Pelosi called Obama's newfound support of same-sex marriage "all great ... so beautifully spoken, so heartfelt, so personal."
"He made a values judgment," she said, noting that it would've been a more overtly political move to remain silent.
Pelosi, a San Francisco resident, is the first woman to have served as Speaker of the House, from 2007 to 2011. Before that, her four years as minority leader had made her the first woman, the first Californian and first Italian-American to lead a major party in Congress.
Asked about the deep partisan divides that have stymied significant progress on many issues, Pelosi replied, "It doesn't have to be this way, and it hasn't always been." Under President George H.W. Bush and even under President George W. Bush, she said, Democrats and Republicans still were able to find some common ground on certain key issues.
Pelosi said today's Republicans aren't obstructionists purely because of political gamesmanship.
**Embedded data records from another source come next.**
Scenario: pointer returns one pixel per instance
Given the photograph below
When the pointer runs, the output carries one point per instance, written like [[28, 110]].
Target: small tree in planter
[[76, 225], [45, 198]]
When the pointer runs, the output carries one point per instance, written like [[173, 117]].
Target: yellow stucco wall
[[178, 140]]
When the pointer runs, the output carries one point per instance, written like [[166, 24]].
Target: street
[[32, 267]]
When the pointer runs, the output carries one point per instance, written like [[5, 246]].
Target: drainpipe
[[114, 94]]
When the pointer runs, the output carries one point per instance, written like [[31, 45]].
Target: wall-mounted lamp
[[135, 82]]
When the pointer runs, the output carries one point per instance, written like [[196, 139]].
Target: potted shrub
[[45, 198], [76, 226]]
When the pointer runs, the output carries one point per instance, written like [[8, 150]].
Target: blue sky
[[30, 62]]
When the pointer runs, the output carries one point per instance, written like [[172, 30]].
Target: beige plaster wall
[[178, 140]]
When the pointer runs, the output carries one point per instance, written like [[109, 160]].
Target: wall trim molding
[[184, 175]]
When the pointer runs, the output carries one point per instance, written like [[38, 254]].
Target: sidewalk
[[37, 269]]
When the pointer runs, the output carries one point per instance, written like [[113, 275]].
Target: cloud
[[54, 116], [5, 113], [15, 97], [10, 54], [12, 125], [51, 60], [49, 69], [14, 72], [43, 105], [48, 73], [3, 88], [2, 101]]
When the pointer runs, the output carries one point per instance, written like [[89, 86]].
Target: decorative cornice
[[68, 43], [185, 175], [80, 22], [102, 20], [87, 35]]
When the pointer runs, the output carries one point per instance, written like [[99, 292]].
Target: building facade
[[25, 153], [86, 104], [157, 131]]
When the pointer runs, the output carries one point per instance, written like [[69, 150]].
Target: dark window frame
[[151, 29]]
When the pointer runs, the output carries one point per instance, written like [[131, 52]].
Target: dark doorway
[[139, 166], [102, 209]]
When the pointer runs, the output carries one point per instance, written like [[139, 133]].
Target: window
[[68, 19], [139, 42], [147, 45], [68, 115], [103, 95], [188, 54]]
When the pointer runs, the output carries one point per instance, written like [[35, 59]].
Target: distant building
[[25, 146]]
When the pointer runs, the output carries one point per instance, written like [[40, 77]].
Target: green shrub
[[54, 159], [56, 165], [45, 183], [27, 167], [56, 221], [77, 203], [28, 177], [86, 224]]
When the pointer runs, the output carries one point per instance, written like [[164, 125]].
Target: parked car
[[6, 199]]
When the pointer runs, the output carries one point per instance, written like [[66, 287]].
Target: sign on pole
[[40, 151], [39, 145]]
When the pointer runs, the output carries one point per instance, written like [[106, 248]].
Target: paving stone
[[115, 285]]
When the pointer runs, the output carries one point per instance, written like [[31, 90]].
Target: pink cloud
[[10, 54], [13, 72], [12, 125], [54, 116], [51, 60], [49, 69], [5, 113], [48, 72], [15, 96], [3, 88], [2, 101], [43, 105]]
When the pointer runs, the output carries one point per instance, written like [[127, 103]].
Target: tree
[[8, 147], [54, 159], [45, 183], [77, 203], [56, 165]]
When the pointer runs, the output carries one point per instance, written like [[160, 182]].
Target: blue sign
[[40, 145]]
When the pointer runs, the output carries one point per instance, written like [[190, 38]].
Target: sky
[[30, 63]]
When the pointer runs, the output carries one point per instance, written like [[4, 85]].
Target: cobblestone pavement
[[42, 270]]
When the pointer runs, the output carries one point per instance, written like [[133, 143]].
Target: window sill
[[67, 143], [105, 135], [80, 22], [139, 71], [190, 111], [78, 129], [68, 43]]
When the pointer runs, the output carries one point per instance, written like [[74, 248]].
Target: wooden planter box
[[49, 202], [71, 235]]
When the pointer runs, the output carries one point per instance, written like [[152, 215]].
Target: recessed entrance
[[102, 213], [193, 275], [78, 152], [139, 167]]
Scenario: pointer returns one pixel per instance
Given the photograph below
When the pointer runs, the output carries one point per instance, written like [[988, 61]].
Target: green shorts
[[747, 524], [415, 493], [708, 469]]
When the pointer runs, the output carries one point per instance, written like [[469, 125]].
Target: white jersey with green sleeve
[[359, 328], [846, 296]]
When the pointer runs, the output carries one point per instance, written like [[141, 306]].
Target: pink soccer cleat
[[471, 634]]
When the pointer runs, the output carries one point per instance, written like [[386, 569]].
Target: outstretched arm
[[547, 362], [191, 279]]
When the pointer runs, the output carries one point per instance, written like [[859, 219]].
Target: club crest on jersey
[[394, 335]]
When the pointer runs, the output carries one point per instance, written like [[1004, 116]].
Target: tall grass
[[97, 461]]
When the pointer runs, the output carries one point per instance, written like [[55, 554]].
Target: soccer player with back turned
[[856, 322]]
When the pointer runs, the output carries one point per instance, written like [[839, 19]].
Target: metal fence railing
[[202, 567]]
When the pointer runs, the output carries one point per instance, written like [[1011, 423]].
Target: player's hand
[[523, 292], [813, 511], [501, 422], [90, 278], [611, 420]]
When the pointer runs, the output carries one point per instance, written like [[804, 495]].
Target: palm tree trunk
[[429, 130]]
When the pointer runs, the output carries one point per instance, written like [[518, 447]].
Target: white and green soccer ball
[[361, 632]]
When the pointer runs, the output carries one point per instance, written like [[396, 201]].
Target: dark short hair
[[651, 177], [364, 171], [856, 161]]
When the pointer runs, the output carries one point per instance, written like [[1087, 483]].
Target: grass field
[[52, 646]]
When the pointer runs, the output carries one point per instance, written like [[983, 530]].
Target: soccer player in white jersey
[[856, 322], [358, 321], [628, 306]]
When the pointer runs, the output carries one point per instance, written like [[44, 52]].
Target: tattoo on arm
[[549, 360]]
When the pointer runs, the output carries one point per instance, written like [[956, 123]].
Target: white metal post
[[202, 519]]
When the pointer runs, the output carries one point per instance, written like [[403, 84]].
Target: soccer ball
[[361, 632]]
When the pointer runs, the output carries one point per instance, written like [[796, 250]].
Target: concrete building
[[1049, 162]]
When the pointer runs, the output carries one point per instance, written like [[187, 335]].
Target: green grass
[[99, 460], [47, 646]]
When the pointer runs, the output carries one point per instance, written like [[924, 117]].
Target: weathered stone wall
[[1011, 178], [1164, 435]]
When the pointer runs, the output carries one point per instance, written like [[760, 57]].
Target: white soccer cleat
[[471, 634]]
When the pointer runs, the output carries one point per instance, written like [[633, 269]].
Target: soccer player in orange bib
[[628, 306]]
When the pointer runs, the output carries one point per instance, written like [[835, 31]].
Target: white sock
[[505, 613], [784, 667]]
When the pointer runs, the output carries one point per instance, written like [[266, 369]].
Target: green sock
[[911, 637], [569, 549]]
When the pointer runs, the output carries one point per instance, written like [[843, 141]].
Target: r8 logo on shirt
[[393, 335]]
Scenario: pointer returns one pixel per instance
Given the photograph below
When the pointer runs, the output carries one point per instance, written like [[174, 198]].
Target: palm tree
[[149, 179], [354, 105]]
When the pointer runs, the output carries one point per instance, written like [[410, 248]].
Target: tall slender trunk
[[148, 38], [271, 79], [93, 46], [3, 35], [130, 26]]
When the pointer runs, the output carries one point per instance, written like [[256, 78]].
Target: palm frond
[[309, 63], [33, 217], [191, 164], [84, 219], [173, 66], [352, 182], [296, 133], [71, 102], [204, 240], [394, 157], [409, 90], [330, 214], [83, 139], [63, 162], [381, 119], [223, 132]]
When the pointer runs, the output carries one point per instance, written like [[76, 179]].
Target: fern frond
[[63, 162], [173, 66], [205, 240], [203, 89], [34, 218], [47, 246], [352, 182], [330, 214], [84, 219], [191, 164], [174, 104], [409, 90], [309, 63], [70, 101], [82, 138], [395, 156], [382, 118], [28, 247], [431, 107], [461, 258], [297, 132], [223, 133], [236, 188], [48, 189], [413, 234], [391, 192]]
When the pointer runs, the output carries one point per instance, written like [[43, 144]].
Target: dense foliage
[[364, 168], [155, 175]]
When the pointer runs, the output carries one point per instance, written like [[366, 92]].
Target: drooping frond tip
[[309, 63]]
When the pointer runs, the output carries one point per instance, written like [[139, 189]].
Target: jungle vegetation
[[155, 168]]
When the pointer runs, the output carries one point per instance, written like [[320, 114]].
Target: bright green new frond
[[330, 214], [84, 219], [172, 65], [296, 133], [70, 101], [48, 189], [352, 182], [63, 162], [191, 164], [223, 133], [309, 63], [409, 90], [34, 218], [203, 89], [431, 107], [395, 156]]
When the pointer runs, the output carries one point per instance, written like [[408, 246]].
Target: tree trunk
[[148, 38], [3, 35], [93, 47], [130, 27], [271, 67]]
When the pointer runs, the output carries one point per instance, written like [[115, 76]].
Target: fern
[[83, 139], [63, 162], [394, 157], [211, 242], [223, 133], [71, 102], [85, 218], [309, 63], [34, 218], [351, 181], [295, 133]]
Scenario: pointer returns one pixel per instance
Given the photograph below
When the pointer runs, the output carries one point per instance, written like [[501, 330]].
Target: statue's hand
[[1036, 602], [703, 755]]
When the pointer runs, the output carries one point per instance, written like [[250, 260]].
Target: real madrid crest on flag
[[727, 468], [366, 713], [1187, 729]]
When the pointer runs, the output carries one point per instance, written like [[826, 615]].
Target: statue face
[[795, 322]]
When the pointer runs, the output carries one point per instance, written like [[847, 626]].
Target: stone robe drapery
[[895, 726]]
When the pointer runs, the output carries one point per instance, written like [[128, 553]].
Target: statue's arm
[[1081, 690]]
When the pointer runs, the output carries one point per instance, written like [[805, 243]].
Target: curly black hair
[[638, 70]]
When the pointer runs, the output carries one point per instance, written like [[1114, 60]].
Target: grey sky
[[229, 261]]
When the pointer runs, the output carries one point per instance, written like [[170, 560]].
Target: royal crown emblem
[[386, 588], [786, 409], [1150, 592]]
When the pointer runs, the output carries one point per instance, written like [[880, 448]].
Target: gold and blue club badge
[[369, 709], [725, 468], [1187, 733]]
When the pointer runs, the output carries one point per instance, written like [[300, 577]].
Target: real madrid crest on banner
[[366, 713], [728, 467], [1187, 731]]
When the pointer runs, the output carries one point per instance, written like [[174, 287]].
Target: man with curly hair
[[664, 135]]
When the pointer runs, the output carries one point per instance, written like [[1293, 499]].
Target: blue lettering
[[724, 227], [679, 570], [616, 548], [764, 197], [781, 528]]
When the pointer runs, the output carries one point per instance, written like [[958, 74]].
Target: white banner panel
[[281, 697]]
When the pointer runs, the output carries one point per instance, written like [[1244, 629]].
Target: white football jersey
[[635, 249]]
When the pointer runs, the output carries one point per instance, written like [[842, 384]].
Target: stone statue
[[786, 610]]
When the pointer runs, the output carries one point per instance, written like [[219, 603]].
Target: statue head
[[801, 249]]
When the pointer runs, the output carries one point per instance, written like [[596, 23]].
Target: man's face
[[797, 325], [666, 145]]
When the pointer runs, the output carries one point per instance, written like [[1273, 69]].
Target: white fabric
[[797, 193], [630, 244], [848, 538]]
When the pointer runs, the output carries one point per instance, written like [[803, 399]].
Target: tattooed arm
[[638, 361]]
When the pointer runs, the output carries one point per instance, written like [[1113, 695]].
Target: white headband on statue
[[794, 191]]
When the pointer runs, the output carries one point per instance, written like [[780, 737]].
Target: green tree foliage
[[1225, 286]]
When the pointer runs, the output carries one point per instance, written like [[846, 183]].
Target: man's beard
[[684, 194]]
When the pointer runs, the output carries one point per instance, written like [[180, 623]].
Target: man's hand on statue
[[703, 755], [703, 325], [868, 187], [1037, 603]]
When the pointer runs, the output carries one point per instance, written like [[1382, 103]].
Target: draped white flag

They simply don't believe in a public role in job creation, social services and so forth, she added.
"Bless their hearts, they do what they believe, and they don't believe in government," she said.
She said the current "battle of the budget" will depend very much on whether American voters express themselves clearly.
Pelosi cited Abraham Lincoln's observation that "public sentiment is everything," saying that Democrats will do all they can to educate the public about the importance of protecting investments in higher education, among other things.
Asked about Democrats' chances of retaking the House this November, she replied, "If it were today, I think it would be about 50-50." But she sounded a more optimistic, defiant note during a press gaggle after the speech.
"The president will talk about his record; we will echo what he says and it will be a winning message," she told reporters, adding that strong support from women voters will "lead the way to a great Democratic victory."
Added Pelosi: "Let me say about President Obama, he was a job creator from Day One."
The Recovery Act economic stimulus included clean-energy sector investments similar to those received by Solyndra, a now-bankrupt Fremont solar manufacturer.
Asked about Republican criticisms of such investments, Pelosi replied that "with these kinds of initiatives, some succeed and some do not," but overall the stimulus successfully brought the unemployment rate far down from the heights to which Republican policies had sent it.
Pelosi last week urged House Speaker John Boehner to allow a vote on an extension of the Bush-era tax cuts for those making less than $1 million a year. The president's budget calls for extending the cuts only for those making less than $250,000 a year; Pelosi's plan would benefit many millionaires by meaning lower taxes on their first million per year.
She said she would prefer a $250,000 cutoff too, but that won't get through Congress.
"The American people will understand it more clearly" at the $1 million threshold, she said. "Let's get something done; let's move this thing along."